I, too, am a recent inductee to the no hair club for women, and let me tell you I had no idea what a strange trip of inquiries it would invoke.

So, is it cancer?
This one's always a joke. Sometimes I almost say yes, almost almost almost, until I remember how disturbingly serious cancer is.
You look like... um... stammer...
My building maintenance guy, a sweet fellow, fumbled for a few minutes to try to find the right phrase. "A girl who... doesn't like boys..." "You mean like, a killer dyke?" Hee, hee. I get this, and the occasional considering look that signals it, more and more... I've stopped even trying to deny it - why bother? - and just take to gleefully informing my boyfriend from time to time that he's dating a lesbian who'll break his heart.
Why o why?
Everyone just has to know. Any other haircut gets me "oh, did you cut your hair? it looks nice.", but everyone neeeeeeds to know why I cut it really really short. Well, fair enough, I suppose. Head-shaving is representative of some big dramatic and quasi-religious catharsis, at least in popular culture, and I guess it's a little stunning to find in an otherwise mundane social relationship.
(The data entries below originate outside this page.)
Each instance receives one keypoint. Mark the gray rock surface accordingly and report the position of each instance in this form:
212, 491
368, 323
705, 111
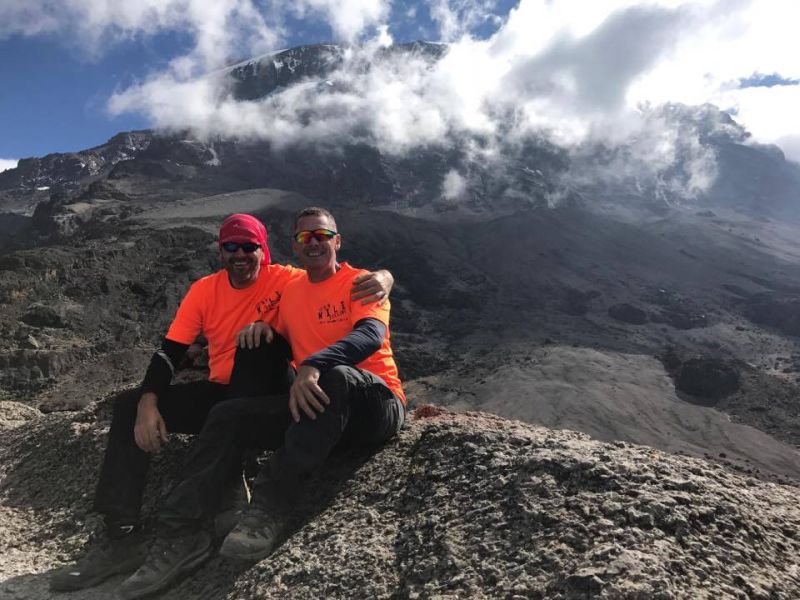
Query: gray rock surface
459, 506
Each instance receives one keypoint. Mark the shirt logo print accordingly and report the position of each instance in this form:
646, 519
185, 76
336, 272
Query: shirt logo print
268, 304
331, 313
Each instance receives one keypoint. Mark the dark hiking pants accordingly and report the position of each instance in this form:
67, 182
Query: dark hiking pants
362, 411
185, 409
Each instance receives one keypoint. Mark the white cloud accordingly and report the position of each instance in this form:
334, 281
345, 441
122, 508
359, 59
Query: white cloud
454, 186
572, 70
8, 163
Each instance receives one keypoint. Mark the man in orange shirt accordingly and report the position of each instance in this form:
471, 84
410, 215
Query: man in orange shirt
218, 306
346, 392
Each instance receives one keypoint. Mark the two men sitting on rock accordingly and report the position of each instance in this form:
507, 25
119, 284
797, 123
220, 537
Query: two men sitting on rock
252, 404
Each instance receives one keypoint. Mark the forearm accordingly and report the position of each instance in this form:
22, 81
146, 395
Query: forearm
162, 367
355, 347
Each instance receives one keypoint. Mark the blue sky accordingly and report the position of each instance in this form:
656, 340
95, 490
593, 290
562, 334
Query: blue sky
55, 90
76, 72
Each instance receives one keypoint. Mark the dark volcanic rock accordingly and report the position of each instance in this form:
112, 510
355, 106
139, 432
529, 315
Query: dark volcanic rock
459, 506
627, 313
42, 315
780, 312
707, 378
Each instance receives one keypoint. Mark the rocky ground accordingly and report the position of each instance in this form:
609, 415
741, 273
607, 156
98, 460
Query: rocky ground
674, 329
458, 506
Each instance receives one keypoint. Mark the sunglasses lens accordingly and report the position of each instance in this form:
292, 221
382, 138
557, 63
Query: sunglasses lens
248, 247
302, 237
321, 235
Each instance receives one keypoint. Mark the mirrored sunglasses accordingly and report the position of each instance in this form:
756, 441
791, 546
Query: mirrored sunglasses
321, 235
247, 247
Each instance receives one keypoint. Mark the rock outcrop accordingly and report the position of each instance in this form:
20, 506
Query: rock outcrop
458, 506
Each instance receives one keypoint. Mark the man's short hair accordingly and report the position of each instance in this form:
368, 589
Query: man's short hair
313, 211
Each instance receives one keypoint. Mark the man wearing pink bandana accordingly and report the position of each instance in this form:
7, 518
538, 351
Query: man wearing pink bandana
248, 288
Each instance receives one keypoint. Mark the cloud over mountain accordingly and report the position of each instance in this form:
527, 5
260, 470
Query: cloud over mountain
579, 75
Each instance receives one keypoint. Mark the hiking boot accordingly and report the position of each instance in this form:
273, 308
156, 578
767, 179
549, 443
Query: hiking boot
105, 558
233, 504
255, 537
168, 559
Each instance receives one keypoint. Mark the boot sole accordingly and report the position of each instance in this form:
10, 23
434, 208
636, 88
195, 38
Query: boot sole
229, 552
74, 586
181, 570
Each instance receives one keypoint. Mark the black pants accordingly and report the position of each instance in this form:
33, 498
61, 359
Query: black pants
362, 411
185, 408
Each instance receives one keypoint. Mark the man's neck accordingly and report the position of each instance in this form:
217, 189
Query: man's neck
319, 275
242, 284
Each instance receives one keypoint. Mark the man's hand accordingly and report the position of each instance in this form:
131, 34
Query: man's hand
250, 336
150, 431
306, 395
372, 287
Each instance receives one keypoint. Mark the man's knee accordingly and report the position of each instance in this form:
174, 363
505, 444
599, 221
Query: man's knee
226, 413
338, 382
126, 404
273, 351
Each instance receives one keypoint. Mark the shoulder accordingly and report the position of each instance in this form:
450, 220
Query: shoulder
282, 272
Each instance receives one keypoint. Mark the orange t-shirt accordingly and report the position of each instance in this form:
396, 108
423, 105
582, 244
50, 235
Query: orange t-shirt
313, 316
215, 308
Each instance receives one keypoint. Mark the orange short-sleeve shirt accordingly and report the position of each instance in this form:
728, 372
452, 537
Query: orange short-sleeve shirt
313, 316
219, 311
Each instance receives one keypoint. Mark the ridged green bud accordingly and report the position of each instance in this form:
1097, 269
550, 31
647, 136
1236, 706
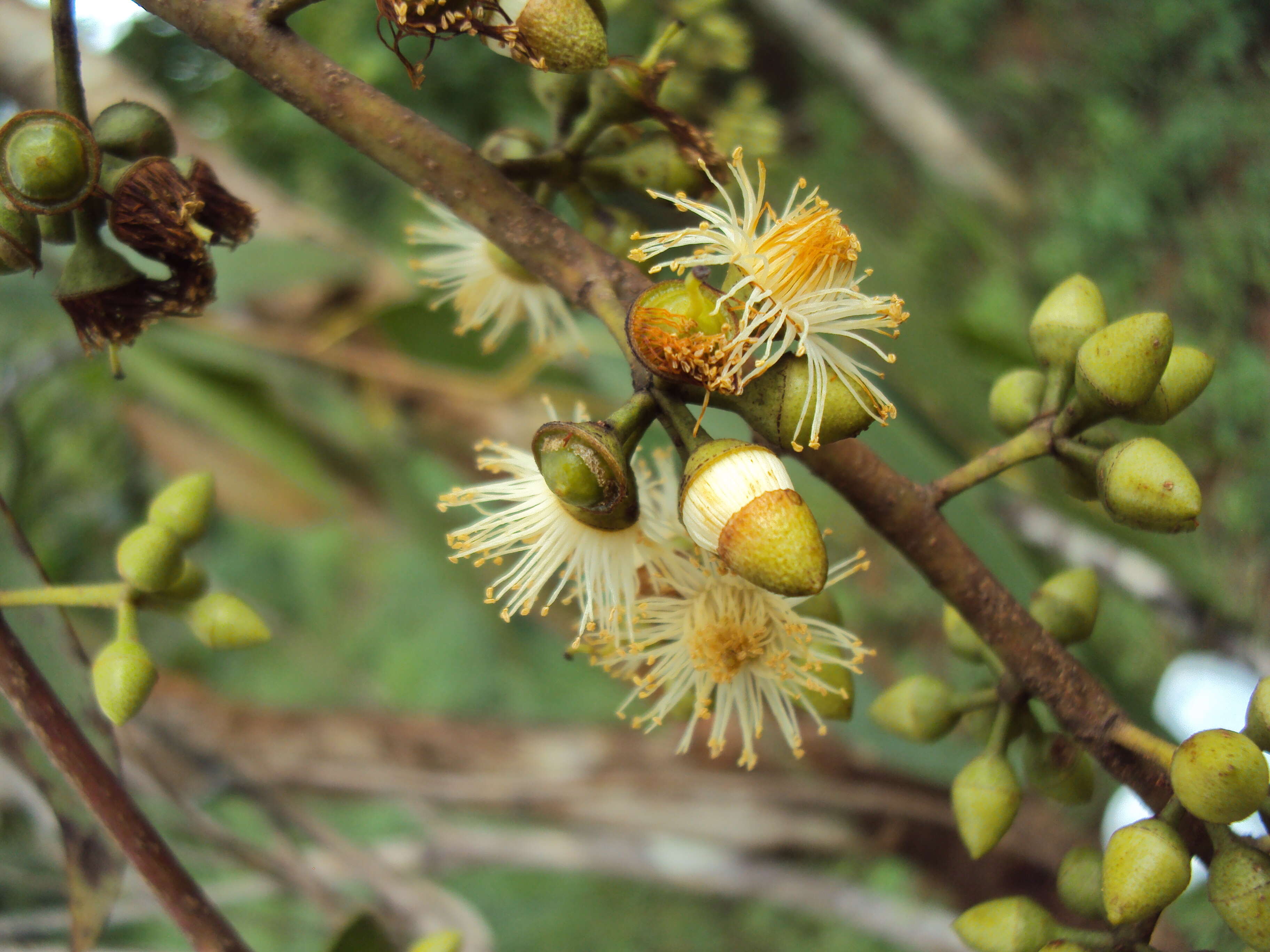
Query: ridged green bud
1220, 776
1068, 315
1010, 925
1239, 888
1015, 400
149, 558
1080, 881
1146, 485
1067, 605
919, 707
1145, 869
986, 798
1119, 367
223, 621
186, 506
123, 678
1185, 378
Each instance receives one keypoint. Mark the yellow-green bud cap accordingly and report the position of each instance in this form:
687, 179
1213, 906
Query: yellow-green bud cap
1145, 869
1067, 605
986, 798
123, 678
1070, 314
186, 506
1185, 378
738, 502
1220, 776
1119, 367
1239, 888
1015, 399
1080, 881
223, 621
149, 558
919, 707
1146, 485
1010, 925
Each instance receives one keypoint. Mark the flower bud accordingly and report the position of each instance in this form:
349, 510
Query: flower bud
1009, 925
1239, 888
1146, 485
1067, 605
1119, 367
223, 621
919, 707
1070, 314
1185, 378
1145, 869
1220, 776
1015, 400
186, 506
149, 558
1080, 883
123, 678
738, 502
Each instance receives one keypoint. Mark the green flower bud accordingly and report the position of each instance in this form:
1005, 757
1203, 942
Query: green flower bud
1146, 485
1010, 925
1220, 776
1185, 378
1145, 869
738, 502
986, 798
1080, 881
134, 131
1067, 605
186, 506
1015, 400
149, 558
1070, 314
123, 678
1119, 367
223, 621
1239, 888
919, 707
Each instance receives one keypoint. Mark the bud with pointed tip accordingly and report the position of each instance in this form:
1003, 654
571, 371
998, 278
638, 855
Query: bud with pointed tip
1220, 776
1145, 869
1146, 485
738, 502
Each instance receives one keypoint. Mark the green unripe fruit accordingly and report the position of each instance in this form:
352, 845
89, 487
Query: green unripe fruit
1220, 776
149, 558
1067, 605
1145, 869
1068, 315
1146, 485
1080, 883
1185, 378
1010, 925
123, 678
186, 506
919, 707
1015, 400
986, 798
1239, 888
1119, 367
223, 621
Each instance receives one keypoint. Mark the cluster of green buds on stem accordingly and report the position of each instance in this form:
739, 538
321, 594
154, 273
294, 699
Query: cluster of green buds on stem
155, 574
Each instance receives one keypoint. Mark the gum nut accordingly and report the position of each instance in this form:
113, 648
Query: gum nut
1068, 315
1119, 367
986, 798
1220, 776
1145, 869
149, 558
1146, 485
Still, after the 27th time, it's hard to smile and say I just felt like it. I've fallen back to a few stand-bys:
I was just feeling a little light-headed.
It's cooler for the summer.
Oh, just time for a change.
Well, gee, it'd been two weeks, so it was time for a new hairstyle...
Oh, well, ever since I joined this cult...

oh, but it's not all bad:

...silence...
This is the reaction I like the most. The guys on the bus just don't LOOK! Yay! Perhaps a wistful glance now and then - maybe mourning the fact that god gave hairless lesbians breasts? Who knows! Who knows why they used to look! Who knows! Who knows! Boys are weird. But it's nice.
It looks nice. It brings out your face.
Thank you.

It's a strange, strange little play of reactions, both from the outside and the inside. Now that I'm used to a shorn head, now that I think of it when I conjure up the mental collage of "What do I look like?" I find I feel a little different. More confident walking down the street and more assertive at work towards the male bosses. It's like I'm Samsonella and the raw power and fact of my femininity was contained in my hair. Not my inner femaleness certainly, but certain gross aspects of the social fact of it - the absent-minded consideration of the possibilities of attack and harassment in public, the urge to be meek and subservient at work - have been drawn aside by the short hair. Bizarre and overdramatic. Yes. But so it goes. The profound catharsis and mind-altering effects associated with shaved hair in buddhist monks and the army and skinheads and dykes and on and on - maybe there's some truth to it. I feel a lot more tapped in to the whole hairless zeitgeist, anyhow.

So. Why did I shave my head? Well, it's cooler for the summer, and boy is it easy to take care of now. That's it.